David Grace has officially been named associate head coach of the Vanderbilt men’s basketball team, the university announced Thursday afternoon.
This hire marks the first assistant coaching role filled by new Head Coach Jerry Stackhouse and Athletic Director Malcolm Turner.
Grace has the background to serve as a terrific complement to Stackhouse, who lacks prior experience in college coaching. Grace has a thorough background in the collegiate realm. He first made the switch from high school to college in 2006, when he accepted an assistant coaching position at Sacramento State. Since then, he has held assistant coaching roles at San Francisco state, Oregon State, UCLA, and Cal Berkeley.

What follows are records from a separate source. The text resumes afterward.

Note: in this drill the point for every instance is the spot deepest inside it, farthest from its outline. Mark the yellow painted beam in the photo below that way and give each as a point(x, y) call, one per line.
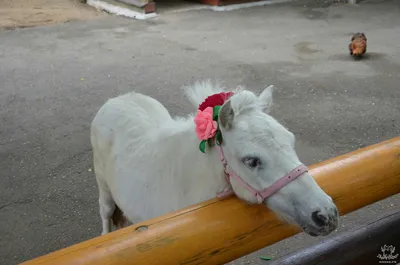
point(219, 231)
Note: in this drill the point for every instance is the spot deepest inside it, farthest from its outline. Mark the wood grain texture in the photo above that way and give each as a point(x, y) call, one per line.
point(219, 231)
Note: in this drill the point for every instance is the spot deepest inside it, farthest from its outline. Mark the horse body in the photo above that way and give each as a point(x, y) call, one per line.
point(148, 164)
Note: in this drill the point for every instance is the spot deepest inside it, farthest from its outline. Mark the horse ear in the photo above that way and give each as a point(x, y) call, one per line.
point(265, 98)
point(226, 115)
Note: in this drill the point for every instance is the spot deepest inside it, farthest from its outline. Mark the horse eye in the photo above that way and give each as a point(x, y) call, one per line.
point(251, 162)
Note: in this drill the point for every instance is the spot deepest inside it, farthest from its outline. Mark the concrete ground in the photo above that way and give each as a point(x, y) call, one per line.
point(53, 79)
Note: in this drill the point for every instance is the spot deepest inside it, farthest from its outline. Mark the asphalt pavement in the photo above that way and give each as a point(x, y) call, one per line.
point(53, 79)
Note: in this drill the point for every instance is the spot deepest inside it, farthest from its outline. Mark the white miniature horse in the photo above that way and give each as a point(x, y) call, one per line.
point(148, 164)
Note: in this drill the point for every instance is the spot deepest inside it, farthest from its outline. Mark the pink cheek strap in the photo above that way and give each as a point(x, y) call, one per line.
point(260, 195)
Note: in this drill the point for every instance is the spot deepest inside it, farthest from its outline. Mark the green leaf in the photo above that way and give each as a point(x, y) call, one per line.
point(265, 258)
point(216, 112)
point(202, 146)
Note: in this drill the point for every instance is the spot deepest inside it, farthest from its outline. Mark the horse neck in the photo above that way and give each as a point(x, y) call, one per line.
point(200, 174)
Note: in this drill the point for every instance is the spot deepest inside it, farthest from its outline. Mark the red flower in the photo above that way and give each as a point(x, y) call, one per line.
point(215, 100)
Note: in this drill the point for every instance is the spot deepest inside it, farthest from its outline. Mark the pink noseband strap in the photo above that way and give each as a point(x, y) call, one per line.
point(260, 195)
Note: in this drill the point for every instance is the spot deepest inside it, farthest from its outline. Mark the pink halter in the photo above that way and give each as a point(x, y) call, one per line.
point(260, 195)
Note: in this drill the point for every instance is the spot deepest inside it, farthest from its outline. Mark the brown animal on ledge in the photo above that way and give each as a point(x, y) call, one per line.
point(358, 45)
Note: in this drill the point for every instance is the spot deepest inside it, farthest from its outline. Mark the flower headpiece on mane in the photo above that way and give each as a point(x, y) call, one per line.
point(206, 119)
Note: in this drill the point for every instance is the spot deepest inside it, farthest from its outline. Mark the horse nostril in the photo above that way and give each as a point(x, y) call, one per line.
point(319, 219)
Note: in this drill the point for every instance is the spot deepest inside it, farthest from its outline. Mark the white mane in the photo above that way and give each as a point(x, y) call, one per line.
point(148, 163)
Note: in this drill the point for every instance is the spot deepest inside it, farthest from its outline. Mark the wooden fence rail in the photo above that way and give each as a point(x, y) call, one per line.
point(219, 231)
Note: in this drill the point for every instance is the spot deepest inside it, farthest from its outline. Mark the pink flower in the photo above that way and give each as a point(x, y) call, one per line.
point(206, 127)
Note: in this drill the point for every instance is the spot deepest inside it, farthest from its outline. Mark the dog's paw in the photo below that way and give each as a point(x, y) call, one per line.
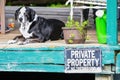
point(24, 43)
point(12, 41)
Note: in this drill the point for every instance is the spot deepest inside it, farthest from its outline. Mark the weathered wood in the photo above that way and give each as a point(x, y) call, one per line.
point(48, 12)
point(112, 31)
point(2, 15)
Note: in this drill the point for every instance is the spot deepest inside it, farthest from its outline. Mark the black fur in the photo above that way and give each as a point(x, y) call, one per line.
point(43, 29)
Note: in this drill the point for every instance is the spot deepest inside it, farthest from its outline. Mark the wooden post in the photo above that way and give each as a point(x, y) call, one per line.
point(2, 15)
point(112, 33)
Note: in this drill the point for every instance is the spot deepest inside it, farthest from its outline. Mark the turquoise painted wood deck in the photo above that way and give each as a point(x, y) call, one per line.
point(49, 57)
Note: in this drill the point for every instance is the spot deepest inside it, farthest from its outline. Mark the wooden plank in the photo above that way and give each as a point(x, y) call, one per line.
point(2, 15)
point(112, 32)
point(32, 67)
point(32, 56)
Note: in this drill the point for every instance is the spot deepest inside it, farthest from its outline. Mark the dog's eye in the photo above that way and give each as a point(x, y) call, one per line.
point(25, 14)
point(19, 12)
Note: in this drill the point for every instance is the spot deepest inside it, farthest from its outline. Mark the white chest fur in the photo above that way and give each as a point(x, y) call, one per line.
point(24, 30)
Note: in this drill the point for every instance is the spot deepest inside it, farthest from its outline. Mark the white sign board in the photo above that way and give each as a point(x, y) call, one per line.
point(83, 60)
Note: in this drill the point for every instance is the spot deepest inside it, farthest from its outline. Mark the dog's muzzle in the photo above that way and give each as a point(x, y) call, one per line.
point(20, 19)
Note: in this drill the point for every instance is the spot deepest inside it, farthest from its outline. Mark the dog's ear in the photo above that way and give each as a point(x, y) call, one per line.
point(17, 12)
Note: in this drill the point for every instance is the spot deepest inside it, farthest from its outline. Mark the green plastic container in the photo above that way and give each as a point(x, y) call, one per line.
point(101, 29)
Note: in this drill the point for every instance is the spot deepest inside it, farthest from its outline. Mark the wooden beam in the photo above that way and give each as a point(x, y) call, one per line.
point(112, 32)
point(2, 15)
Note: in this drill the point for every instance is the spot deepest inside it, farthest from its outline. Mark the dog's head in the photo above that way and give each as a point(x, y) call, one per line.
point(24, 14)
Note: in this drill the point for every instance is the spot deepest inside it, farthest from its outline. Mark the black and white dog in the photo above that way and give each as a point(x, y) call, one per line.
point(34, 26)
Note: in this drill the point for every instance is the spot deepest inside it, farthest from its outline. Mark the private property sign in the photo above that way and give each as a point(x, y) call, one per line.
point(83, 60)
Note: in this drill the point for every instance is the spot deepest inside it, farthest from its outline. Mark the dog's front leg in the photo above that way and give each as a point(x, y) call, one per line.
point(15, 39)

Above all, Grace is known in the basketball world for his immense recruiting skill.
In a 2016 poll, ESPN surveyed nearly 60 division-I coaches to create a list of the nation’s best recruiters. Grace, an assistant at UCLA at the time, cracked the top 10 at number seven (number one on the west-coast). Given his track record with recruits–Kevon Looney, Zach LaVine, Lonzo Ball, TJ Leaf, Kris Wilkes and Shareef O’Neal, just to name a few–and his relationship with successful AAU programs, the ranking is well-deserved.
At UCLA, Grace helped the Bruins to a 117-57 record with four NCAA Tournament appearances, including three Sweet Sixteens. He also helped bring in four top-five recruiting classes in his time with the program.
Grace has coached the Compton Magic, giving him ties to one of the biggest AAU programs on the west coast, and even co-founded an AAU team of his own: the Arizona Magic. This program, an affiliate of the Compton Magic, has made it as far as the Elite Eight (out of 338 AAU teams) under his leadership.
Prior to joining the coaching ranks, he spent 20 years in active duty in the U.S. Air Force, serving in Operation Desert Storm and in countries such as Turkey, Germany and Spain.